Higher returns mean higher risks, as simple as that. If, instead of investing in the Standard & Poor’s 500, an investor puts his savings in small, and often more innovative, companies (the so- called “small caps”), his return would have gone up in the last 50 years by 6%, i.e., a mere 15% over that on ultra-safe government securities. But the risks that investor faced would also have doubled, for the volatility of returns on short-term government securities was 3% during the same 50 years, but a whopping 17% for the S&P index, and 30% for small cap stocks. Still, long-term investments in stocks do yield more than investments in government securities, but the heightened volatility means that decades must pass before we can safely conclude that an average stock investment has indeed brought higher returns.
The history of the so-called new economy stocks is too short to allow anyone to say whether their extraordinary performance in more or less all countries over the last few years is a temporary speculative boom or an irreversible result of the new economy. Annuals return in Italy, for example, between Christmas and the end of the first quarter of this year was 120%. But the greater volatility of the last few weeks saw the index of new European stocks lose at least 30% of its value.
The fear now is that a new generation of investors, including those who invest from their computers at home and have never tasted a bear market, is underestimating the risks. In the United States, where the boom has lasted longest, many observers have no doubt that the market is in a bubble. Looking at price earning ratios on Wall Street, Robert Shiller, an economist at Yale and one of the most convinced bulls, observed recently that stocks have never been more overvalued, not even in the summer of 1929, before the Great Crash.
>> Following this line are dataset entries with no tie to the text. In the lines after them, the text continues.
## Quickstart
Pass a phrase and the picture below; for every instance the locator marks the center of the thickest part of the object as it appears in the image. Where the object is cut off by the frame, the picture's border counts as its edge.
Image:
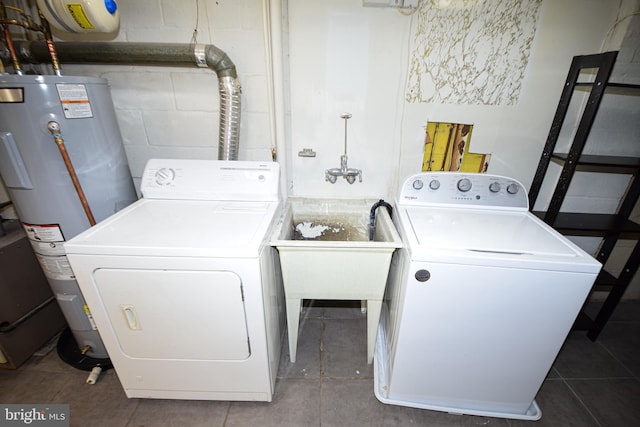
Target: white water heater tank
(40, 186)
(81, 16)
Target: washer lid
(485, 232)
(151, 227)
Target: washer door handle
(130, 317)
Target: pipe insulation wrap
(154, 54)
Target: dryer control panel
(233, 180)
(463, 189)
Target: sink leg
(363, 306)
(293, 317)
(373, 316)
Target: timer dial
(464, 185)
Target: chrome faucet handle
(345, 116)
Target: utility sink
(325, 253)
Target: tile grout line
(584, 405)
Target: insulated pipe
(156, 54)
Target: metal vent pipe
(155, 54)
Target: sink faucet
(344, 171)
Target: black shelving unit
(610, 227)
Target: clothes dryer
(480, 300)
(183, 286)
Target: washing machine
(182, 284)
(480, 299)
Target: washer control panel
(210, 180)
(472, 189)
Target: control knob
(513, 188)
(464, 185)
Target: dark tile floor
(591, 384)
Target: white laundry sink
(325, 253)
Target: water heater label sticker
(43, 232)
(56, 267)
(48, 248)
(74, 100)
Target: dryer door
(175, 314)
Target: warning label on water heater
(48, 244)
(74, 100)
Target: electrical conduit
(156, 54)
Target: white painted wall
(338, 56)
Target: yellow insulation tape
(77, 13)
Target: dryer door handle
(130, 317)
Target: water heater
(40, 183)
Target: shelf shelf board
(614, 88)
(603, 163)
(585, 224)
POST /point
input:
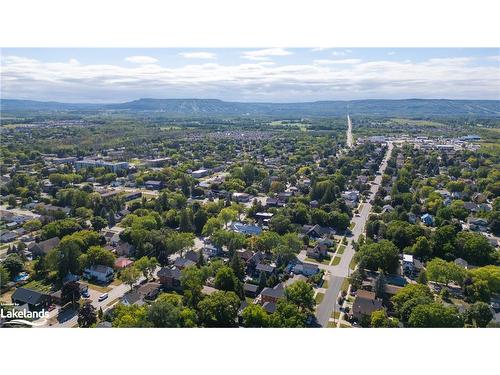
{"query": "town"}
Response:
(249, 223)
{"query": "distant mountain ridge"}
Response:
(215, 107)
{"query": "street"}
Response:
(340, 271)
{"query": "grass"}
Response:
(345, 284)
(6, 297)
(319, 298)
(116, 282)
(38, 286)
(323, 261)
(352, 264)
(336, 260)
(99, 288)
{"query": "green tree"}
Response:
(97, 255)
(4, 277)
(98, 223)
(146, 265)
(13, 264)
(255, 316)
(301, 294)
(479, 314)
(225, 279)
(442, 271)
(87, 315)
(383, 255)
(70, 292)
(219, 309)
(288, 315)
(435, 315)
(192, 284)
(130, 276)
(379, 319)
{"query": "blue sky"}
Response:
(259, 74)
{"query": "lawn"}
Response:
(319, 298)
(336, 260)
(99, 288)
(324, 261)
(345, 285)
(352, 264)
(38, 286)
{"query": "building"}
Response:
(94, 163)
(408, 264)
(365, 303)
(100, 273)
(427, 219)
(250, 230)
(153, 185)
(34, 299)
(241, 197)
(170, 278)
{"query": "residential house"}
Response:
(365, 303)
(306, 269)
(182, 263)
(269, 297)
(317, 252)
(34, 299)
(250, 290)
(100, 273)
(153, 185)
(247, 229)
(122, 263)
(170, 278)
(241, 197)
(427, 219)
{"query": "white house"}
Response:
(99, 273)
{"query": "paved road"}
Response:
(349, 132)
(340, 271)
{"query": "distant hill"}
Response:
(215, 107)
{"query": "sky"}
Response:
(108, 75)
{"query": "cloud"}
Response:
(265, 54)
(260, 80)
(343, 61)
(141, 60)
(198, 55)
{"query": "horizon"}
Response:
(249, 102)
(249, 75)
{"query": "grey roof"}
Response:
(276, 292)
(270, 307)
(250, 287)
(265, 267)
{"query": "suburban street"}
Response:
(349, 132)
(340, 271)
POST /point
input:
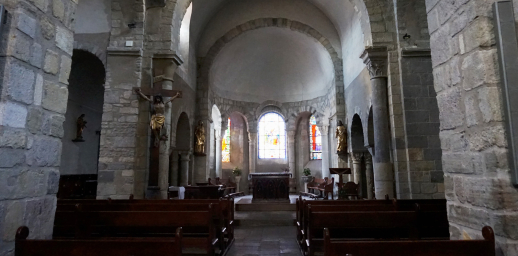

The data, at least for the American economy, certainly shows that the new economy is generating extraordinary productivity increases. But in light of historical experience, this may not be all that convincing. At the previous turn of the century, the world saw the introduction of the electric engine and the telegraph, both clearly inventions of comparable significance to the Internet. Yet, during that period, the differential in returns between stocks and treasury securities was still around 6%.
In sum, the lesson of the new economy is not that one gets rich without effort, simply by speculating. The new economy teaches us that research, technological innovation, and entrepreneurial spirit in a competitive market have a high payoff. Europe has imported from the United States some of the negative aspects of the market, such as speculation. But it has not yet moved toward the more important features of the American economy, such as deregulation of labor and product markets, and a reduction in the weight of the public sector on the economy. Market falls in America might quickly be overcome because of the underlying strength of the American economy; Europe holds no such underlying strength in reserve. For individual investors, stocks remain personal risks; for Europe as a whole, bursting any speculative bubble could risk economic stability.